Melissa Dubasik: Would you tell us about your upcoming workshop?
Ron Haviv: The workshop is an intense 5 day course designed to help develop a personal style of photography. By combining a shooting assignment, class edits and one on one time, the photographer’s vision will rise to the next level. In addition we will discuss the business of photography – how to get to places and how to get your work published and seen among many other things.
MD: Why and/or how you have come to focus on documentary work?
RH: To be able to tell stories with images whether it’s in your own back yard or across the ocean is an amazing way to spend your life. Understanding the work that photographers do can have an affect on the world is something that keeps one motivated to working every day.
MD: Is this workshop geared more towards being creative or improving one’s technical skills? Or both?
RH: The workshop emphasizes the visual voice above all else but having the technical skills is something that everyone needs.
MD: What differentiates this workshop from others?
RH: This workshop is designed to get the photographer to the next level by learning from my experiences in the field.
MD: I’d love to get a little background on why you host workshops and what you hope others will get out of them?
RH: I’ve always seen the world of photojournalists as always being concerned with the next generation. You see it in the field all the time with the more experienced people helping the newer ones. This workshop is in the same spirit but benefits from being together in an intense environment where we are all focused on becoming better.
MD: What are some of the unexpected benefits one might get from attending this workshop?
RH: Many people thinking about being or starting out as a photojournalist feel it’s an impossible task. We will demystify the world and show a path that will allow you to make photography a part of your life.
MD: What are the most important things for the attendees to realize when they participate in a workshop, to help them get the most out of the experience?
RH: To come open and ready to learn. All else will follow.
MD: Was attending workshops instrumental to help you become the photographer that you are now? If so, how did they do that?
RH: I never took a workshop and had I taken one like this a lot of wasted time and mistakes that I’ve made would have been avoided.
Photographer and writer Jay Goodrich’s work focuses on architecture, nature and adventure. In addition to writing and creating imagery he leads workshops and photo tours. Those who attend the workshop come away with a better understanding of photography and mastery of images, and they have a greater appreciation for the locations and peoples they have visited. His upcoming workshop takes place in Hilo, Hawaii November 5-12. Jay tells us about his workshops and his experience teaching them as well as attending them.

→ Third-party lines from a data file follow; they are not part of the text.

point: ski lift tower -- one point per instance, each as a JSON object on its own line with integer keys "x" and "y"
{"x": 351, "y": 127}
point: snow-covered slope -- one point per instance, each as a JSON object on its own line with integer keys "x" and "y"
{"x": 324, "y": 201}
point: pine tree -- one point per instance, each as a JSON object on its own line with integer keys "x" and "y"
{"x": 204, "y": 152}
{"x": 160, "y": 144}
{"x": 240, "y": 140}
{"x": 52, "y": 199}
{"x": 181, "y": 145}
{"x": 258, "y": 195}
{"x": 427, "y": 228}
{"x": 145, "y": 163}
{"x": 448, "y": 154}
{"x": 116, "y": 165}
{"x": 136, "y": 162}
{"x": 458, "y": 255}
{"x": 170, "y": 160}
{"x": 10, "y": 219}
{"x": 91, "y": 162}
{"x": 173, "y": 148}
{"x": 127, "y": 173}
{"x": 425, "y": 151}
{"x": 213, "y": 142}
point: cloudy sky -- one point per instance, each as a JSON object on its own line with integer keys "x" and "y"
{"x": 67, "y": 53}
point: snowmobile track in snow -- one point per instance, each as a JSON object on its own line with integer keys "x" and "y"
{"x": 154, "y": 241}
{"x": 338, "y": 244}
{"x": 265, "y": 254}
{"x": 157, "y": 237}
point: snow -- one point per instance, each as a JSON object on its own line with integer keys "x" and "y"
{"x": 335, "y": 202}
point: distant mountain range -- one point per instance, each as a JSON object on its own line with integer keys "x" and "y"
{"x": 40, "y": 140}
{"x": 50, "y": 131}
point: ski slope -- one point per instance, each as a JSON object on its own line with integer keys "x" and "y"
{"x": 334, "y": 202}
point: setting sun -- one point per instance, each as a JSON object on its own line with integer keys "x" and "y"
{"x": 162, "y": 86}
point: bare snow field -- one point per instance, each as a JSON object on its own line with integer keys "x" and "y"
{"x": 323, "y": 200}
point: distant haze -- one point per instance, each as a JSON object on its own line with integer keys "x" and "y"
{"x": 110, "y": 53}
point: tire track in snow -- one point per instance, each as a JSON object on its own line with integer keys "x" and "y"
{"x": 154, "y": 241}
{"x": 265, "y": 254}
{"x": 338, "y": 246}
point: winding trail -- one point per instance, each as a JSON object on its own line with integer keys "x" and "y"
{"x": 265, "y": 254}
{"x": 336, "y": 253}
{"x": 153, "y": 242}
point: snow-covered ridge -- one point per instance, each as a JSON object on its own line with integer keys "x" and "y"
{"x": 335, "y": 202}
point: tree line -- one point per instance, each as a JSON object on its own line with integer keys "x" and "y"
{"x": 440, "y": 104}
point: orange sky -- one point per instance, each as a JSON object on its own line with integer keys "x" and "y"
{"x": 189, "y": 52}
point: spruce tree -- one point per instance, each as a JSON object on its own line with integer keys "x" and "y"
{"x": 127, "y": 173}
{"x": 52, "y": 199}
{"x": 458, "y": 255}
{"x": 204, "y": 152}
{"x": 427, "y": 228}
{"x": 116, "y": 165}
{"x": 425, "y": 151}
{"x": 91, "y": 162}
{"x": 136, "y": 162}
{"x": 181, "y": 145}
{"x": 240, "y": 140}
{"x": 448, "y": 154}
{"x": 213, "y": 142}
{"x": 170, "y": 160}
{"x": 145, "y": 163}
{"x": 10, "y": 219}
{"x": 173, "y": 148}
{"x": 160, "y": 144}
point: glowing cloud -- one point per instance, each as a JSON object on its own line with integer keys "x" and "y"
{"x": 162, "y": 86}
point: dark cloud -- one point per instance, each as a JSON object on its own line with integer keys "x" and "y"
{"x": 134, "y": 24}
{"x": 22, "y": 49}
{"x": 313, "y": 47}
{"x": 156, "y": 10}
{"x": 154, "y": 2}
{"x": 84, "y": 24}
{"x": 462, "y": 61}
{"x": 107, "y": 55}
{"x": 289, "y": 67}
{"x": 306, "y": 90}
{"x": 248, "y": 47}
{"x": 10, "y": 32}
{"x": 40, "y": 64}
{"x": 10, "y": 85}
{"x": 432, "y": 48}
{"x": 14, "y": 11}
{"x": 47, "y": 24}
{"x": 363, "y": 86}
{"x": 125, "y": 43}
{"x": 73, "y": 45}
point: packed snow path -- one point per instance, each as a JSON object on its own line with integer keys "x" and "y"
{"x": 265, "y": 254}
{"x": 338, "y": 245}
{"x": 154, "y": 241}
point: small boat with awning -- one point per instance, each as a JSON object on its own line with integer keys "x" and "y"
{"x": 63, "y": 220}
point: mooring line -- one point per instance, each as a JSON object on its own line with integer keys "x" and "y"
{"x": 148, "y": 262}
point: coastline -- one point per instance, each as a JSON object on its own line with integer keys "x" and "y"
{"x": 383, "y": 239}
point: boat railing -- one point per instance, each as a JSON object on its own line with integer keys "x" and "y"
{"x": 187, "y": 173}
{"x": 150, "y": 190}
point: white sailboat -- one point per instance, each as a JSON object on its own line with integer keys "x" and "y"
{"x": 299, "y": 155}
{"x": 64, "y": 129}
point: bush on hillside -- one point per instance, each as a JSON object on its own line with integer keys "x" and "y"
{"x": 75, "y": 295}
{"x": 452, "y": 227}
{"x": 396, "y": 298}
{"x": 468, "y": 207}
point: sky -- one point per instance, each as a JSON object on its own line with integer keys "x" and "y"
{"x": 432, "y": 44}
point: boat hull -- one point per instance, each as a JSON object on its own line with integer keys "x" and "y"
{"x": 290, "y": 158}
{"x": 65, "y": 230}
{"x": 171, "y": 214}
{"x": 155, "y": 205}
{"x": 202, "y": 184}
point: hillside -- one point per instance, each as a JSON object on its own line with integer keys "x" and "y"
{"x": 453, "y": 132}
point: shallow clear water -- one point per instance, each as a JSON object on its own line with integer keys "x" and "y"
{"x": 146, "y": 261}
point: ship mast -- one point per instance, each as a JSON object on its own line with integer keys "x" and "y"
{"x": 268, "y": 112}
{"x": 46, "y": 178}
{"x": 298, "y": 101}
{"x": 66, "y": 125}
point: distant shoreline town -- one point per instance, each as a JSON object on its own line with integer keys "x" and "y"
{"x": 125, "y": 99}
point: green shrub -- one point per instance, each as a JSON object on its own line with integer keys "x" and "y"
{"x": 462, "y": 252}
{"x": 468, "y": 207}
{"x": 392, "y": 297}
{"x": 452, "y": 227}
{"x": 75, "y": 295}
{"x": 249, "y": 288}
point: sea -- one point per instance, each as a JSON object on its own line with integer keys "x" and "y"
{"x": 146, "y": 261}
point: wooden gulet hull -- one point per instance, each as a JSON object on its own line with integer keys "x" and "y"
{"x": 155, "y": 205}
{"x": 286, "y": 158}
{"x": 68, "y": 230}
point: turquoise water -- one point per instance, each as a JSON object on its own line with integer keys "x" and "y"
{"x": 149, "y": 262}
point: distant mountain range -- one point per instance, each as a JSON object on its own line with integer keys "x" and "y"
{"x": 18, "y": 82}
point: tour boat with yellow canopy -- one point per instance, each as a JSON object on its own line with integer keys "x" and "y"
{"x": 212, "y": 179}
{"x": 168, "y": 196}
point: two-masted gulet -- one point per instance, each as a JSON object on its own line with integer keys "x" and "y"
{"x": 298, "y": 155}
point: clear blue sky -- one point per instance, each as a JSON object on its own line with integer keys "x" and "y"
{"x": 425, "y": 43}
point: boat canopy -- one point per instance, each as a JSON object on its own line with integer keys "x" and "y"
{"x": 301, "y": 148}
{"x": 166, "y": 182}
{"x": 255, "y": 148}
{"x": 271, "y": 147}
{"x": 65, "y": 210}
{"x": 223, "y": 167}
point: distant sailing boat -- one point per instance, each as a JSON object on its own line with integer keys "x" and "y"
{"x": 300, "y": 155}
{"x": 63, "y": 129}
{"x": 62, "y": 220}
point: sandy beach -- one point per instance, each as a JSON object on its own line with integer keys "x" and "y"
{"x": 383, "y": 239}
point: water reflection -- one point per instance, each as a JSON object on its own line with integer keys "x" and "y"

Melissa Dubasik: I’d love to get a little background on why you host workshops and what you hope others will get out of them?
Jay Goodrich: Teaching workshops just grew out of my love for photography. I wanted to share my experiences, my passion for this creative medium with others. In addition to that I think what is most important about my workshops is the communal experience. Everyone who is there is completely into photography and learning about photography, so it becomes not only a learning experience for the participants, but for myself as well.
I truly hope that all the people who attend walk away with a better knowledge about how to create a stronger image. I am somewhat of a gear head, but I really want people to understand that you only need your iPhone to be a creative photographer. Idea, concept, and composition first, how you record it to show the rest of the world is secondary. I do teach a lot of equipment and software based techniques as well because the era of the digital capture has opened up the boundaries…actually removed them completely.
MD: Is this workshop geared more towards being creative or improving one’s technical skills? Or both?
JG: I would say more emphasis on creating, but there is a lot of technology that gets talked about. I even teach software specific workshops on programs like Lightroom.
MD: What are some of the unexpected benefits one might get from attending one of your workshops?
JG: Traveling to amazing destinations and at times getting access to special places and locations. In our up-coming Hawaii trip, I have a friend who owns property there and he suggested that we stop by to photograph the stars over the lake of lava in his back yard one evening. I also try to focus on including luxury accommodations when possible. One of our previous trips to the Altiplano of Chile had us staying at an all inclusive five star spa. I try to give my clients a little something extra whenever I can. Even if it’s just a ride to the airport or a private critique of what they created after the workshop. I want to build relationships with my clients and I get really excited to watch them progress as photographers during the course of a workshop.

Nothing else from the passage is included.